Dans les copropriétés en grande difficulté, les finances et l’état des immeubles sont souvent tellement dégradés quand elles sont confiées à un administrateur judiciaire que l’Etat et la ville lancent un "plan de sauvegarde". Il s'agit d'un programme très ambitieux et largement subventionné de travaux qui doit permettre de faire des économies sur le long terme : changement de système de chauffage et des ascenseurs vieillissants, isolation thermique etc. Des opérateurs publics sont missionnés pour réaliser des enquêtes sociales et accompagner les copropriétaires au maximum dans le financement et la réalisation des travaux. Le Cabinet Blériot, habitué à travailler avec les collectivités locales et les organismes tels que l’ANAH (Agence nationale de l'habitat) qui subventionne de nombreux travaux, estime que  beaucoup de choses sont faites pour aider les copropriétaires en difficulté.

Mais il le reconnaît, tout cela prend beaucoup de temps. En moyenne, son cabinet est missionné, "comme [ses] confrères" neuf à dix ans pour redresser ces entités. "Quand on arrive à redonner sa capacité d'auto-financement à une copropriété, que son endettement passe de plus de 100%  à moins de 25%, et que nous arrêtons de l'assister, comme cela va se passer courant juin dans la résidence du Colonel Fabien à Garges-les-Gonesse, c’est une victoire qui nous réjouit."

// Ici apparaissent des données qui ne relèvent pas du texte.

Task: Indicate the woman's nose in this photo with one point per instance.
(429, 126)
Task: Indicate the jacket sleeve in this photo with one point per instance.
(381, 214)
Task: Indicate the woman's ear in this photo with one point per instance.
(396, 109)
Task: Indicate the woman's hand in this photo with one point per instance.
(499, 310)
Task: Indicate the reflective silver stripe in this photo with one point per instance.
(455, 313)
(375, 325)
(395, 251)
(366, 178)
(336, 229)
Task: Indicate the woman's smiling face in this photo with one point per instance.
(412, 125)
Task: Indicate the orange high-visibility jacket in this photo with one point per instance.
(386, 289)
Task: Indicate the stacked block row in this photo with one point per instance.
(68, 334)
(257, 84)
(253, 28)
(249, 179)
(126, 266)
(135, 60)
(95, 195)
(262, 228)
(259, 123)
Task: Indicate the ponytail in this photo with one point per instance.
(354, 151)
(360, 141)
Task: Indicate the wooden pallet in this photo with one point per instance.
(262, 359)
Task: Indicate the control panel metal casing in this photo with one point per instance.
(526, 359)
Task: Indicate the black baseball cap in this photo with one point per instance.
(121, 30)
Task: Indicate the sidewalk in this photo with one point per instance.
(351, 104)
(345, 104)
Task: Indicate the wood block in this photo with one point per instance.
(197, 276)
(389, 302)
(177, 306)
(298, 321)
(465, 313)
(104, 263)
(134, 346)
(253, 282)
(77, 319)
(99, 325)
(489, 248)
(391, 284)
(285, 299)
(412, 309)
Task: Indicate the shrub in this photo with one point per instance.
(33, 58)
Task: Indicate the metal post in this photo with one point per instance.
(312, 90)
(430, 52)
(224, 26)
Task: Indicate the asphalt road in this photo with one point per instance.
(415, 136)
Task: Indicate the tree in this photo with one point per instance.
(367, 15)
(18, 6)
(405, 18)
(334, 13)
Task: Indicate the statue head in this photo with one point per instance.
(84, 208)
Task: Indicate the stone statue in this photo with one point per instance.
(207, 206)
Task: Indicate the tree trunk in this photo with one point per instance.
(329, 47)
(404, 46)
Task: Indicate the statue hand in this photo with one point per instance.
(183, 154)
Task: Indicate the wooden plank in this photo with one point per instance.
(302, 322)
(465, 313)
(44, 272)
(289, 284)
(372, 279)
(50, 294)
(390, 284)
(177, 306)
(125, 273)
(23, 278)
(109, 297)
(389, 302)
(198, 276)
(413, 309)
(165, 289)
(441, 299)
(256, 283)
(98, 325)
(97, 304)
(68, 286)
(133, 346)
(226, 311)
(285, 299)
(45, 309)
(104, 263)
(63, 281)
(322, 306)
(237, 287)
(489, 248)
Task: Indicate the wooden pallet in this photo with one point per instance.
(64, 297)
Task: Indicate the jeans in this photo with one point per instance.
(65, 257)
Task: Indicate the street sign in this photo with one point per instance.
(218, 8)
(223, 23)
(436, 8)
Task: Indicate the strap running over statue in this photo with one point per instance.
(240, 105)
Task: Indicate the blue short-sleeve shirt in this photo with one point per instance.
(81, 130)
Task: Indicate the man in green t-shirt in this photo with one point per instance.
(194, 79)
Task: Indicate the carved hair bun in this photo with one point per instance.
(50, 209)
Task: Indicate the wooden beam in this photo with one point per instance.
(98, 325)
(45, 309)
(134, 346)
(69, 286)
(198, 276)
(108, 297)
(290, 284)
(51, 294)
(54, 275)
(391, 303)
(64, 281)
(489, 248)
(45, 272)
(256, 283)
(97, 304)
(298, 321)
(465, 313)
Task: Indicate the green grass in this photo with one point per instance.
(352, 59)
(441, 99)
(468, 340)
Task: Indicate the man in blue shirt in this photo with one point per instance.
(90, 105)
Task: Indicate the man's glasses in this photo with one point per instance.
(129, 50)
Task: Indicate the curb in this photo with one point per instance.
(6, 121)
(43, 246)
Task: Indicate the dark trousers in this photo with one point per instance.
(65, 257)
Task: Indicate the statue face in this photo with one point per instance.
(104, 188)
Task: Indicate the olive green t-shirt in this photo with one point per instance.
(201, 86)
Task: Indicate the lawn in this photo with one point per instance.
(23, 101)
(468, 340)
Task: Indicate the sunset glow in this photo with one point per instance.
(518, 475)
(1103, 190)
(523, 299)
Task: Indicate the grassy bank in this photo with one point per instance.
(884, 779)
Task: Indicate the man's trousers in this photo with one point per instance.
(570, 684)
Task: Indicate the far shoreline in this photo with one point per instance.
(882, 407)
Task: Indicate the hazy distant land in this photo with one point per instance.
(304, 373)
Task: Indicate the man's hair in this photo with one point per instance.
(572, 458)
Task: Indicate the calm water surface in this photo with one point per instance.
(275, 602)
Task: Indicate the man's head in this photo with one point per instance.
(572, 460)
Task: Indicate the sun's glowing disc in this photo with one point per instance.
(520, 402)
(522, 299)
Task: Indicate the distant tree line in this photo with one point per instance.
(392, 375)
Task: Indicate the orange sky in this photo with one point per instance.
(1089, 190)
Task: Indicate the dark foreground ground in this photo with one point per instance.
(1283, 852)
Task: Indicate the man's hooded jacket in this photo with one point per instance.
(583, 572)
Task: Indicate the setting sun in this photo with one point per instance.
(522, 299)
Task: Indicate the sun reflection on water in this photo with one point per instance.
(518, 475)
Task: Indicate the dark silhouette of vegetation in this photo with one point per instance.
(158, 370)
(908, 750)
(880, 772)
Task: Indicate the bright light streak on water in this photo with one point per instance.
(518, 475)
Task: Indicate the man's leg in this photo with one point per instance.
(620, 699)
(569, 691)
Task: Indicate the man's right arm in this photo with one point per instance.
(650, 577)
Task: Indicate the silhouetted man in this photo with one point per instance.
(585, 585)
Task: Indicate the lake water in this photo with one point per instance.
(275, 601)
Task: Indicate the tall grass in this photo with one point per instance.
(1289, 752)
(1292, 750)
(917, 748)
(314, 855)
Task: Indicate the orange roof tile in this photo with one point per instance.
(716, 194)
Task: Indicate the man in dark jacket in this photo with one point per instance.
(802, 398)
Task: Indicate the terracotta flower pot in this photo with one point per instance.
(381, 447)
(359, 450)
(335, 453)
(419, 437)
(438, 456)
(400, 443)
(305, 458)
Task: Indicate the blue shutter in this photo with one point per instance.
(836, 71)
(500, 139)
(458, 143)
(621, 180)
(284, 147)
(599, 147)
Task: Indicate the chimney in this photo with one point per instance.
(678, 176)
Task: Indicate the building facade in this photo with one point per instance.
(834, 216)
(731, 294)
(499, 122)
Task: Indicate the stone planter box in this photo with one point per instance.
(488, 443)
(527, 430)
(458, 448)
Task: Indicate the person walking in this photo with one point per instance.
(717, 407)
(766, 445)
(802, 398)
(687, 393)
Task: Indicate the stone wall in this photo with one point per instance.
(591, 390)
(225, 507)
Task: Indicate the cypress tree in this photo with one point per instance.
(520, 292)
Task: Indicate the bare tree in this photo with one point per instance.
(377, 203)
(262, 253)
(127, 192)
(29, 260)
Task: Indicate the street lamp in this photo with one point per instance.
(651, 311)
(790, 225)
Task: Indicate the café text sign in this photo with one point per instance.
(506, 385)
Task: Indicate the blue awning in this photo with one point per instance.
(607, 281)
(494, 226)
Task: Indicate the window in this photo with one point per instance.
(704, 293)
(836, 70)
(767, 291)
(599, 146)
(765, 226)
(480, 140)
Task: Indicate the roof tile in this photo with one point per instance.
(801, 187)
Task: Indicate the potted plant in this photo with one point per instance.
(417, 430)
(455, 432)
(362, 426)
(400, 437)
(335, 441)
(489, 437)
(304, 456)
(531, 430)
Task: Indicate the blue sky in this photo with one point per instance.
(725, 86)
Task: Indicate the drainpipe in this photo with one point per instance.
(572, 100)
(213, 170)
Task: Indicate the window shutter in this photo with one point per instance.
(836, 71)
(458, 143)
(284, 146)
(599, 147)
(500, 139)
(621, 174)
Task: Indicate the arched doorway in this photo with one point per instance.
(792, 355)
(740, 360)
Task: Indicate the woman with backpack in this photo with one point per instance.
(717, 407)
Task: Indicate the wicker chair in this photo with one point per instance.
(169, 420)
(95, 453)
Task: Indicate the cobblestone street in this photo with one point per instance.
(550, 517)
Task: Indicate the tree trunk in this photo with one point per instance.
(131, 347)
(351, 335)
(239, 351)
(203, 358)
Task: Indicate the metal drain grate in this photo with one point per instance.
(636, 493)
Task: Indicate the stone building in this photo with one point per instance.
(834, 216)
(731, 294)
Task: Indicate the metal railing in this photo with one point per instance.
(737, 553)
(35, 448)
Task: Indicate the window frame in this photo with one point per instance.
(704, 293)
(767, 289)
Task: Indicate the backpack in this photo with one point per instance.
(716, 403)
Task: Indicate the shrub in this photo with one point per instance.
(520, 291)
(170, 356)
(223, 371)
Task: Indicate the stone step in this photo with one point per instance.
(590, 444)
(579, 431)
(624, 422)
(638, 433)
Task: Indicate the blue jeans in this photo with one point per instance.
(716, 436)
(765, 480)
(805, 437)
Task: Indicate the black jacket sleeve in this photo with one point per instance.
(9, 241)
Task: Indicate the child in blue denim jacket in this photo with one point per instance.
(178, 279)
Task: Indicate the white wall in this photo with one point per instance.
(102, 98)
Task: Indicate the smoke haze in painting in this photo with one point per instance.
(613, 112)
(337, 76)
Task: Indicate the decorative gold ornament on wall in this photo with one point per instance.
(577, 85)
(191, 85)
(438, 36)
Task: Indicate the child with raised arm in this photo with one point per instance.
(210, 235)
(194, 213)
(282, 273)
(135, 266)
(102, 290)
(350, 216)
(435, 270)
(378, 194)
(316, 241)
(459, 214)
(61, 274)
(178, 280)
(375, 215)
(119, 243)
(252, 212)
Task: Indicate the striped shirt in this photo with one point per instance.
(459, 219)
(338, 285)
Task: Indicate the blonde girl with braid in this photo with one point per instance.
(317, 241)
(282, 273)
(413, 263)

Hadama Traoré, très investi depuis 2020 dans la problématique des copropriétés placées sous administration provisoire, estime que le vice est dans le système : "La loi de 1965 qui prévoit d'assister les copropriétés en difficulté est une excellente idée. Mais cela devient une mine d'or pour certains. Un administrateur provisoire est bien mieux payé qu'un syndic, il se fait de l'argent sur les dos des pauvres, des copropriétaires qui perdent tout pouvoir de décision. Quel est l'intérêt pour lui de redresser une copropriété puisque, s'il réussit, il perd sa mission ?"

À cette question qui fâche, le Conseil national des administrateurs judiciaires répond : "Notre intérêt est le même que celui du médecin heureux de ne plus revoir son patient qu'il aura sauvé."

"La différence, c'est qu'on peut choisir son médecin et en changer si on ne le trouve pas bon", rétorque un copropriétaire d'Argenteuil.